IntakeSQLSource type: intake_sql#
- class lumen.sources.intake_sql.IntakeSQLSource(*, filter_in_sql, excluded_tables, catalog, dask, uri, load_schema, cache_data, cache_dir, cache_metadata, cache_per_query, cache_schema, cache_with_dask, metadata_func, root, shared, name)#
IntakeSQLSource extends the IntakeSource with support for SQL data.
In addition to the standard intake support for reading catalogs the IntakeSQLSource computes the schema by querying the database instead of loading all the data into memory and allows for SQLTransform to be applied when querying the SQL database.
Parameters#
type: dict
default: None
An inlined Catalog specification.
type: bool
default: False
Whether to return a dask DataFrame.
type: list
default: []
List of table names that should be excluded from the results. Supports:- Fully qualified name: ‘DATABASE.SCHEMA.TABLE’- Schema qualified name: ‘SCHEMA.TABLE’- Table name only: ‘TABLE’- Wildcards: ‘SCHEMA.*’
type: bool
default: True
type: bool
default: True
Whether to load the schema
type: str
default: ''
URI of the catalog file.
Methods#
- IntakeSQLSource.clear_cache(*events: Event)#
Clears any cached data.
- IntakeSQLSource.create_sql_expr_source(tables: dict[str, str], **kwargs)#
Creates a new SQL Source given a set of table names and corresponding SQL expressions.

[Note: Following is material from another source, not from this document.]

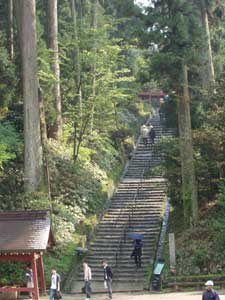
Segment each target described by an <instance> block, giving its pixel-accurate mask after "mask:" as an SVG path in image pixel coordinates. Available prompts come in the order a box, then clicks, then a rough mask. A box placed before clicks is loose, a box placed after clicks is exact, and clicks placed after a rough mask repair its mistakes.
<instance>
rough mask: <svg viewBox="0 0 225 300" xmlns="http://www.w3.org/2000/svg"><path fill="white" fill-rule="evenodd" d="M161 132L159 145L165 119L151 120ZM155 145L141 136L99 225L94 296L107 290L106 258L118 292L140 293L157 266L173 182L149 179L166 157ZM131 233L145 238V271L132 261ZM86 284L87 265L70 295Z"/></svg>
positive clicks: (94, 266)
mask: <svg viewBox="0 0 225 300" xmlns="http://www.w3.org/2000/svg"><path fill="white" fill-rule="evenodd" d="M150 122H151V124H152V125H153V126H154V128H155V131H156V140H155V143H157V141H158V140H159V139H160V138H161V136H162V135H166V136H168V135H173V134H174V132H173V131H169V130H168V131H166V132H165V131H163V129H162V126H161V125H160V120H159V116H157V115H156V116H154V117H153V118H152V119H151V120H150ZM153 149H154V145H152V144H150V143H148V145H147V146H146V145H144V144H143V141H142V139H141V138H139V141H138V143H137V147H136V149H135V151H134V153H133V155H132V158H131V160H130V162H129V165H128V166H127V168H126V170H125V172H124V175H123V177H122V179H121V181H120V183H119V184H118V187H117V191H116V192H115V194H114V196H113V197H112V199H111V203H110V207H109V209H108V210H107V211H106V213H105V214H104V216H103V218H102V220H101V222H100V223H99V225H98V228H97V232H96V237H95V239H94V240H93V241H92V242H91V245H90V251H89V253H88V256H87V259H88V262H89V265H90V266H91V269H92V274H93V282H92V289H93V292H102V291H104V286H103V270H102V267H101V260H103V259H104V260H107V261H108V264H109V265H110V266H111V267H112V270H113V274H114V276H113V290H114V291H138V290H143V289H144V285H145V273H144V272H145V270H147V269H150V268H151V267H152V266H153V263H154V258H155V255H156V250H157V243H158V238H159V235H160V229H161V225H162V216H163V214H164V209H165V204H166V197H167V194H166V193H167V184H166V180H165V179H164V178H163V177H162V176H155V177H153V178H148V179H146V178H144V173H145V171H146V170H147V168H149V167H152V166H155V165H157V164H158V163H159V162H160V160H161V154H160V153H158V155H157V153H154V155H153V152H154V151H153ZM128 233H140V234H143V235H144V247H143V255H142V267H141V268H138V269H137V268H136V266H135V264H134V262H133V260H131V259H130V255H131V252H132V248H133V247H132V240H130V239H129V238H128ZM82 286H83V272H82V267H80V269H78V270H77V272H76V273H74V274H73V276H71V278H69V279H68V281H67V283H66V291H67V292H70V293H79V292H80V291H81V288H82Z"/></svg>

- IntakeSQLSource.execute(sql_query: str, *args, **kwargs) DataFrame #
Executes a SQL query and returns the result as a DataFrame.
- Parameters:
sql_query (str) – The SQL Query to execute
*args (list) – Positional arguments to pass to the SQL query
**kwargs (dict) – Keyword arguments to pass to the SQL query
- Returns:
The result as a pandas DataFrame
- Return type:
pd.DataFrame
- IntakeSQLSource.get(table, **query)#
Applies SQL Transforms, creating new temp catalog on the fly and querying the database.

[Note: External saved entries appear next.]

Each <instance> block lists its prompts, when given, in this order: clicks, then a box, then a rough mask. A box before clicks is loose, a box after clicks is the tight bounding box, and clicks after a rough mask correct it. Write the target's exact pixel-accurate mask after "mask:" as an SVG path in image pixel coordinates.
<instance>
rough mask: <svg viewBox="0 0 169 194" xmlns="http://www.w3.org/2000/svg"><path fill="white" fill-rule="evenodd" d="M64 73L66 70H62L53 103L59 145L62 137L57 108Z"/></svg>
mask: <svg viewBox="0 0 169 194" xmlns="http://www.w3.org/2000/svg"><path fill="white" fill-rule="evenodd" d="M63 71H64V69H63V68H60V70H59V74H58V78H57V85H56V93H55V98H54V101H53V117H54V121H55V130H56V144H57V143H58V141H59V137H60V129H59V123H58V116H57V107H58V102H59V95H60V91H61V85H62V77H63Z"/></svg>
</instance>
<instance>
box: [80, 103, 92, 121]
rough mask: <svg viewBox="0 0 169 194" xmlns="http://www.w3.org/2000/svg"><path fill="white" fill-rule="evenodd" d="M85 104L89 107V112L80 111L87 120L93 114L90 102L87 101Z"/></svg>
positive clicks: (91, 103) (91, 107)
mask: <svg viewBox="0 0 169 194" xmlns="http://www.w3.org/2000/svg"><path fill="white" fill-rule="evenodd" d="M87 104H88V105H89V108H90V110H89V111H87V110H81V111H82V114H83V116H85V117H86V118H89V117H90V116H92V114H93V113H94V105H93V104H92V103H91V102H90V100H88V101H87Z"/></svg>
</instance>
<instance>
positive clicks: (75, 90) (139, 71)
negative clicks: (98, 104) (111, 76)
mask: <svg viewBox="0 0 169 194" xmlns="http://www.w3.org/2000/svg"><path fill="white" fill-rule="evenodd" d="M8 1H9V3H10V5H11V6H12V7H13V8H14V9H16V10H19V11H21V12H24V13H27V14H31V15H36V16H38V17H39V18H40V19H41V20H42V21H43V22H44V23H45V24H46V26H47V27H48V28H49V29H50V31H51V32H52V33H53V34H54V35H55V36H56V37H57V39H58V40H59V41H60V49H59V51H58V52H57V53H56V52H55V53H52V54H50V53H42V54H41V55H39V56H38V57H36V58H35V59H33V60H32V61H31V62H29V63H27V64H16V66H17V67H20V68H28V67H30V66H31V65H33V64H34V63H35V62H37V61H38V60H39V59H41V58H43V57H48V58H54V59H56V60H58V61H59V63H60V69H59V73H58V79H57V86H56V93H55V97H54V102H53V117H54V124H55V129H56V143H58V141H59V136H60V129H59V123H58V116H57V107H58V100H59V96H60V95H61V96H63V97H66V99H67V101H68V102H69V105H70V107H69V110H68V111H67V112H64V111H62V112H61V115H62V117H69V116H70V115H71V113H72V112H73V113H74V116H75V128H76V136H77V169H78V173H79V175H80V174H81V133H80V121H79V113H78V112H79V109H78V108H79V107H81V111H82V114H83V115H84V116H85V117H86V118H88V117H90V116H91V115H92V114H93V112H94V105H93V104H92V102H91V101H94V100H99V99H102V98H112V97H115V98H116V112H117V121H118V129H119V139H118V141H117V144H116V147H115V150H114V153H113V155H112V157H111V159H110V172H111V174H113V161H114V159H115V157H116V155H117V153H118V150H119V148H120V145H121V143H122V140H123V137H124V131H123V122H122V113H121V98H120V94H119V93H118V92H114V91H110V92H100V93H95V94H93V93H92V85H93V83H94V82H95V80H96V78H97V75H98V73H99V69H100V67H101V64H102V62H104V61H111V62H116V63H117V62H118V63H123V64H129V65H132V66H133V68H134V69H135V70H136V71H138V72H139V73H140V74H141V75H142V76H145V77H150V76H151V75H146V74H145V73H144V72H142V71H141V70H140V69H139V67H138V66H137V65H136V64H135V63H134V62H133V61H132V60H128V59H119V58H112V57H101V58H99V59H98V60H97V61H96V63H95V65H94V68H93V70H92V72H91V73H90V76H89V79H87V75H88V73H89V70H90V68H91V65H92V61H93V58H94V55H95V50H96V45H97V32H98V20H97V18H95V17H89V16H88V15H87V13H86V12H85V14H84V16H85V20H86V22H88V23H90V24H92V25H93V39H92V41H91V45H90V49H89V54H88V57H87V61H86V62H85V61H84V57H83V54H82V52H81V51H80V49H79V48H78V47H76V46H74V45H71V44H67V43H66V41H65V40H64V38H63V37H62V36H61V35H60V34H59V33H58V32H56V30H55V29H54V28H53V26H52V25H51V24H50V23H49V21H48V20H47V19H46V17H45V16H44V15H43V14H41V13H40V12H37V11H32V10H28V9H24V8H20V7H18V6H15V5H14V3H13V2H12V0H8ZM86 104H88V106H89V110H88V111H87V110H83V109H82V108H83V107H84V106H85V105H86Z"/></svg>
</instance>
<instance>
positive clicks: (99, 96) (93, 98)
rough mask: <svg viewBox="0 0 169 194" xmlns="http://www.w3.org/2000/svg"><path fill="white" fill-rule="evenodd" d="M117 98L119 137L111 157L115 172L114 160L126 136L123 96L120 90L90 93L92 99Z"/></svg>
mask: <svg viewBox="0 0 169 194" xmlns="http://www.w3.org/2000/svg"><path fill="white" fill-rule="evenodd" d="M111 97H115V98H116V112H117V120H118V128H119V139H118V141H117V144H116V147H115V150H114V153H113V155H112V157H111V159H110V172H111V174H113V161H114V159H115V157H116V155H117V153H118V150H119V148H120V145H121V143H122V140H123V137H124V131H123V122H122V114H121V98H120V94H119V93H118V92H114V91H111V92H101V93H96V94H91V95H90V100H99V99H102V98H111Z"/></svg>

- IntakeSQLSource.get_metadata(table: str | list[str] | None) dict #
Returns metadata for one, multiple or all tables provided by the source.

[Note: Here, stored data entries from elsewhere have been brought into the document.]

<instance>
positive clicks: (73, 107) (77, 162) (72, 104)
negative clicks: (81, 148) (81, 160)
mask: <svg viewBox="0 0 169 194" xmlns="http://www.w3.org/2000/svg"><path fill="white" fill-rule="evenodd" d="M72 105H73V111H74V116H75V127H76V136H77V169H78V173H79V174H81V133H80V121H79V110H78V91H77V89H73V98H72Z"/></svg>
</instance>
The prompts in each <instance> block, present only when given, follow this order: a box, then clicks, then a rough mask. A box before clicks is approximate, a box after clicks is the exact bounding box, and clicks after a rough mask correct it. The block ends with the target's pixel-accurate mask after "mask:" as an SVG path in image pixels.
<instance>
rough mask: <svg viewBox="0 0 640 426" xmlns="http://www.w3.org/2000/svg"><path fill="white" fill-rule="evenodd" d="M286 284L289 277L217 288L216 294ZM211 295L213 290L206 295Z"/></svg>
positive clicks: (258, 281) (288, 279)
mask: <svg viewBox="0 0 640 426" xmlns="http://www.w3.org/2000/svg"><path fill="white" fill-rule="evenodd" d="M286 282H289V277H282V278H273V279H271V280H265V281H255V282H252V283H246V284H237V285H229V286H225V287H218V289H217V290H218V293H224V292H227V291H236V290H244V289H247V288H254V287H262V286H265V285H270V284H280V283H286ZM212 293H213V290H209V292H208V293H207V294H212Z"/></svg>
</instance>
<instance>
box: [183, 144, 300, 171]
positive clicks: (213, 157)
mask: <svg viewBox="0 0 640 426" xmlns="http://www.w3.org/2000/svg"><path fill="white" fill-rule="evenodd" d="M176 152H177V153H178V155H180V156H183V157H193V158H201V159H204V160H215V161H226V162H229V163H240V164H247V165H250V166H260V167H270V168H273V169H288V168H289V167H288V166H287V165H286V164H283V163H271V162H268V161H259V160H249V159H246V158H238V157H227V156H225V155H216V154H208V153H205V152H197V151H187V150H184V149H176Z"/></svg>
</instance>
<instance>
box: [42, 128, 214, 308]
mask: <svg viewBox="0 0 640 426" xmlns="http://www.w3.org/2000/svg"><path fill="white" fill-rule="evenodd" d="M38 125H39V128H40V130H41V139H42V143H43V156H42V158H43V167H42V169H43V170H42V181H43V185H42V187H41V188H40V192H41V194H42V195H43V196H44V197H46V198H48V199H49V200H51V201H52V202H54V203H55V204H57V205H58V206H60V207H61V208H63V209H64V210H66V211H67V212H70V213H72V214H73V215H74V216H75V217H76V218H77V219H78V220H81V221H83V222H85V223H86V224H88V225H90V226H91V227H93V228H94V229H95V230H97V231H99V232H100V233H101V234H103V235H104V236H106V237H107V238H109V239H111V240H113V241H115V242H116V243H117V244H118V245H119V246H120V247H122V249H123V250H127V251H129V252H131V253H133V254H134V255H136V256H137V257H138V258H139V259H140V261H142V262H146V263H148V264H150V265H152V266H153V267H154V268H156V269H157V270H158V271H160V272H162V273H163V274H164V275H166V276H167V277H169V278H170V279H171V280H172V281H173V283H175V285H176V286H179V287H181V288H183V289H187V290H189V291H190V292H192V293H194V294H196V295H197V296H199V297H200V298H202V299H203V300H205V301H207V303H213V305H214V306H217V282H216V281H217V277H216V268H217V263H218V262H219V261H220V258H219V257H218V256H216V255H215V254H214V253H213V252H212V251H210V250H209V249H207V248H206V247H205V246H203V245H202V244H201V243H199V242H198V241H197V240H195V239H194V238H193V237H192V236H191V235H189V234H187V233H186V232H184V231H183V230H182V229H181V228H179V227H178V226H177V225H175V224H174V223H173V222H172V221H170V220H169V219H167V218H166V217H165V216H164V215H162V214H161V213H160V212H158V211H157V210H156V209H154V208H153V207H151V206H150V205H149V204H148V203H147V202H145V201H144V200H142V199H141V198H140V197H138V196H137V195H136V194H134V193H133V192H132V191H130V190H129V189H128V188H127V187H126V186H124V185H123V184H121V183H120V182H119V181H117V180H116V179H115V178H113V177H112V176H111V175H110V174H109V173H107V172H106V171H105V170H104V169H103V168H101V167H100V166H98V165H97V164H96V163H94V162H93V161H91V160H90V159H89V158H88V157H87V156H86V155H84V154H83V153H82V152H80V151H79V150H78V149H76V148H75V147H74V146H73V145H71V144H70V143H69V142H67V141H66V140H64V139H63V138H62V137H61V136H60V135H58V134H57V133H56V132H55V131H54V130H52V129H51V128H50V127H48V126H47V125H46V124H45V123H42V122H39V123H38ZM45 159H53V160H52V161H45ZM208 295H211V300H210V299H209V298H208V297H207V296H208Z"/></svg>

The metadata for a table is structured as:
- {
“description”: …, “columns”: {
- <COLUMN>: {
“description”: …, “data_type”: …,
}
}, **other_metadata
}
If a list of tables or no table is provided the metadata is nested one additional level:
- {
- “table_name”: {
- {
“description”: …, “columns”: {
<COLUMN>: { “description”: …, “data_type”: …, }
}, **other_metadata
}
}
}
- Parameters:
table (str | list[str] | None) – The name of the table to return the schema for. If None returns schema for all available tables.
- Returns:
metadata – Dictionary of metadata indexed by table (if no table was was provided or individual table metdata.
- Return type:
dict
- IntakeSQLSource.get_schema(table: str | None = None, limit: int | None = None, shuffle: bool = False) dict[str, dict[str, Any]] | dict[str, Any] #
Returns JSON schema describing the tables returned by the Source.
- Parameters:
table (str | None) – The name of the table to return the schema for. If None returns schema for all available tables.
limit (int | None) – Limits the number of rows considered for the schema calculation
- Returns:
JSON schema(s) for one or all the tables.
- Return type:
dict
- IntakeSQLSource.get_sql_expr(table)#
Returns the SQL expression corresponding to a particular table.
- IntakeSQLSource.get_tables()#
Returns the list of tables available on this source.
- Returns:
The list of available tables on this source.
- Return type:
list
- IntakeSQLSource.normalize_table(table: str) str #
Allows implementing table name normalization to allow fuzze matching of the table name for minor variations such as quoting differences.
- IntakeSQLSource.to_spec(context: dict[str, Any] | None = None) dict[str, Any] #
Exports the full specification to reconstruct this component.
- Return type:
Resolved and instantiated Component object